Deep learning improves pneumothorax screening on chest CT
Deep learning can be used to automatically detect pneumothorax on chest CT scans, according to a study published Sept. 26 in the European Journal of Radiology.
Xiang Li, PhD, with Massachusetts General Hospital’s Department of Radiology, and colleagues showed their platform could identify pneumothorax when tested on scans with and without the condition, doing so in less than three minutes per scan.
“This deep learning-based program demonstrated high accuracy for automatic detection of pneumothorax on chest CTs,” Li and colleagues noted. “By implementing it on a high-performance computing platform and integrating the domain knowledge of radiologists into the analytics framework, our method can be used to rapidly pre-screen large numbers of cases for presence of pneumothorax, a critical finding.”

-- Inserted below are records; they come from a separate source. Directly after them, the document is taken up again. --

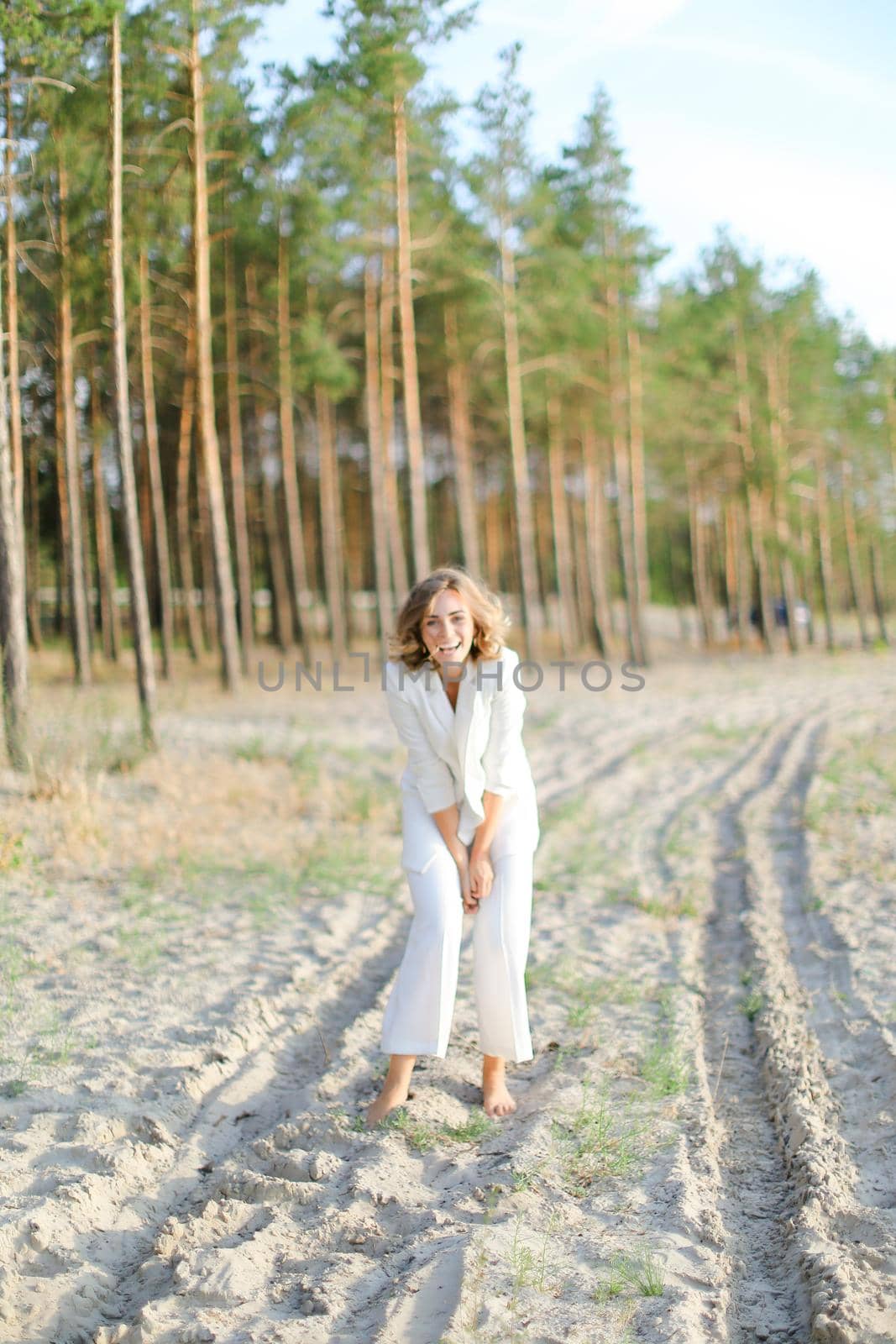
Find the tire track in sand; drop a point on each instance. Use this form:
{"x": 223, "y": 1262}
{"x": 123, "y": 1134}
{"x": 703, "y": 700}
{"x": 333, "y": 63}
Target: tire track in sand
{"x": 828, "y": 1072}
{"x": 765, "y": 1297}
{"x": 238, "y": 1099}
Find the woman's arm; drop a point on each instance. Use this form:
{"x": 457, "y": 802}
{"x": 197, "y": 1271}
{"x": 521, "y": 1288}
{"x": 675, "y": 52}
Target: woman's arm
{"x": 500, "y": 759}
{"x": 432, "y": 776}
{"x": 493, "y": 804}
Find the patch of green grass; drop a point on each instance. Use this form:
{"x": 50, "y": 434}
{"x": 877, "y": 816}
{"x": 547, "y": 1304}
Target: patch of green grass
{"x": 665, "y": 1068}
{"x": 611, "y": 1285}
{"x": 305, "y": 765}
{"x": 418, "y": 1133}
{"x": 13, "y": 853}
{"x": 253, "y": 749}
{"x": 642, "y": 1272}
{"x": 672, "y": 906}
{"x": 472, "y": 1131}
{"x": 595, "y": 1142}
{"x": 647, "y": 1273}
{"x": 423, "y": 1136}
{"x": 530, "y": 1268}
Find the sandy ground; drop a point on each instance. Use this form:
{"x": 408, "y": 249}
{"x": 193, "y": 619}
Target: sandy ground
{"x": 196, "y": 948}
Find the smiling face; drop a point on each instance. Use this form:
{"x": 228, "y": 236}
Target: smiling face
{"x": 448, "y": 631}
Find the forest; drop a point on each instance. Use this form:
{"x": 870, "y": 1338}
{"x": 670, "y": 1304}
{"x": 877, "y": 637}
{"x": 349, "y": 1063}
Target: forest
{"x": 273, "y": 353}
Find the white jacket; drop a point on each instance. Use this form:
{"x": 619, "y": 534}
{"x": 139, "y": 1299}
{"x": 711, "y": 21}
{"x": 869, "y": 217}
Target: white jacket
{"x": 453, "y": 756}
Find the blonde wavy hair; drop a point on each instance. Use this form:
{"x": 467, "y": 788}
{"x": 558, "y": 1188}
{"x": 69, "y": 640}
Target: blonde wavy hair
{"x": 490, "y": 622}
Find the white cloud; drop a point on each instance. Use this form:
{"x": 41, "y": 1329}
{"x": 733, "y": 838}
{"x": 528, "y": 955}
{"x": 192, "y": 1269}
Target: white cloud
{"x": 778, "y": 201}
{"x": 833, "y": 80}
{"x": 607, "y": 24}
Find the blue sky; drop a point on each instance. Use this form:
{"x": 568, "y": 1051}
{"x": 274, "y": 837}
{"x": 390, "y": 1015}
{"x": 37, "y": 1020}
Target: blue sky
{"x": 775, "y": 118}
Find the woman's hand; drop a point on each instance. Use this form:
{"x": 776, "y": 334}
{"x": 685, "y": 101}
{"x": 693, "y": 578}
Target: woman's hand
{"x": 481, "y": 875}
{"x": 463, "y": 859}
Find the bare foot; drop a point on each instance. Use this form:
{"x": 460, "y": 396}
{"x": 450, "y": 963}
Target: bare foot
{"x": 389, "y": 1100}
{"x": 396, "y": 1089}
{"x": 496, "y": 1099}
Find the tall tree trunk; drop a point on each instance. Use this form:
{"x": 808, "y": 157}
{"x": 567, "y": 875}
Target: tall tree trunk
{"x": 745, "y": 575}
{"x": 13, "y": 315}
{"x": 825, "y": 553}
{"x": 806, "y": 557}
{"x": 379, "y": 510}
{"x": 597, "y": 530}
{"x": 295, "y": 530}
{"x": 332, "y": 530}
{"x": 461, "y": 441}
{"x": 136, "y": 577}
{"x": 584, "y": 595}
{"x": 755, "y": 512}
{"x": 638, "y": 483}
{"x": 778, "y": 412}
{"x": 107, "y": 581}
{"x": 570, "y": 633}
{"x": 699, "y": 558}
{"x": 33, "y": 553}
{"x": 281, "y": 606}
{"x": 87, "y": 549}
{"x": 622, "y": 468}
{"x": 237, "y": 470}
{"x": 532, "y": 613}
{"x": 184, "y": 533}
{"x": 66, "y": 374}
{"x": 410, "y": 381}
{"x": 387, "y": 391}
{"x": 493, "y": 557}
{"x": 154, "y": 460}
{"x": 208, "y": 433}
{"x": 206, "y": 555}
{"x": 853, "y": 562}
{"x": 876, "y": 570}
{"x": 63, "y": 546}
{"x": 730, "y": 551}
{"x": 13, "y": 643}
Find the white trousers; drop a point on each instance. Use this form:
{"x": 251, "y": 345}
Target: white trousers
{"x": 421, "y": 1007}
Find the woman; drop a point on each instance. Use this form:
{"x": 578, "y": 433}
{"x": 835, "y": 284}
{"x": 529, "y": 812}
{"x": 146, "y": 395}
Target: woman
{"x": 470, "y": 828}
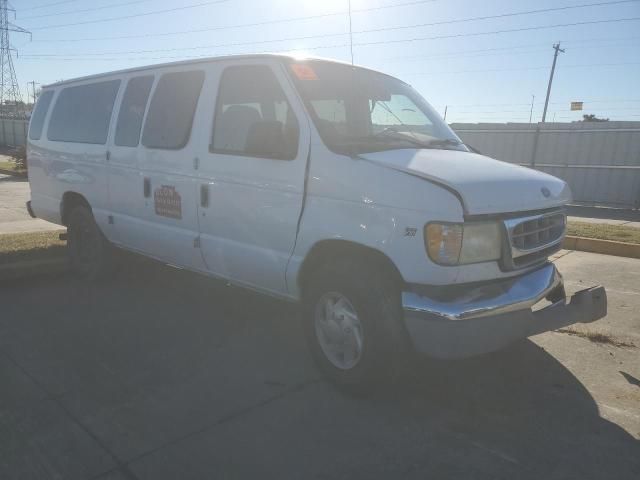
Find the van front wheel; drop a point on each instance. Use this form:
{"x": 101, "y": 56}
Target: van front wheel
{"x": 88, "y": 249}
{"x": 351, "y": 322}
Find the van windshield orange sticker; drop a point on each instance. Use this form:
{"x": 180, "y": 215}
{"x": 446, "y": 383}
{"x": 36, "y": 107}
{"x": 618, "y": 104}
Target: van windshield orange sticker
{"x": 303, "y": 72}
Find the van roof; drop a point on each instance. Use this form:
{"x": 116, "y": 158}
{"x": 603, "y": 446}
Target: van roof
{"x": 196, "y": 61}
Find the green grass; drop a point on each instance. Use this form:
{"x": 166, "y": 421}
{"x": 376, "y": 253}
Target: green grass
{"x": 601, "y": 231}
{"x": 16, "y": 247}
{"x": 9, "y": 165}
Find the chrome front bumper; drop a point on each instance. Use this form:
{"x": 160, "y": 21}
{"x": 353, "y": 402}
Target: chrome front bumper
{"x": 490, "y": 316}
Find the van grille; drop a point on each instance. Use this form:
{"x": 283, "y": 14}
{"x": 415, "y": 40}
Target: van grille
{"x": 532, "y": 239}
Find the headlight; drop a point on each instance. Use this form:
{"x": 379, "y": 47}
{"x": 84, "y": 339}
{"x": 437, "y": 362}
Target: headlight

Pneumothorax can be life-threatening and should be immediately communicated when found on imaging. Sometimes, however, chest CTs cannot be instantly reviewed and not all imaging departments have radiologists on-site 24 hours a day. An automated system could alert radiologists to prioritize images with pneumothorax.
The researchers trained their eight-layer convolutional neural network (CNN) on 80 chest CTs. While 50 contained pneumothorax, 30 images did not.
After testing the algorithm in a separate set of 200 chest CT exams, the CNN detected 100% of pneumothoraces and achieved an 82.5% specificity. Processing each image took, on average, three minutes.
Li and colleagues pointed out their CNN is not an absolute solution.
“The program is not intended to be a stand-alone program to diagnose pneumothorax or replace the role of the radiologist,” they noted. “Rather, it is intended as a new tool to help radiologists optimize the flow of work for earlier detection of this important potentially life-threatening and often unsuspected finding.”
The researchers also went out of their way to explain how they established the ground truth for their study—a common omission in deep learning-based research, they noted. Expert consensus on the presence of pneumothoraces was used due to variance in knowledge and literature on how to best diagnose the condition.
Overall, the research may serve as a guide for similar projects going forward.
“If successful, the clinical implementation of this program can serve as a model for other surveillance programs aimed at other potentially life-threatening diseases and conditions as well as programs aimed at segmenting cases into higher versus lower risk-of-disease categories more generally,” the researchers concluded.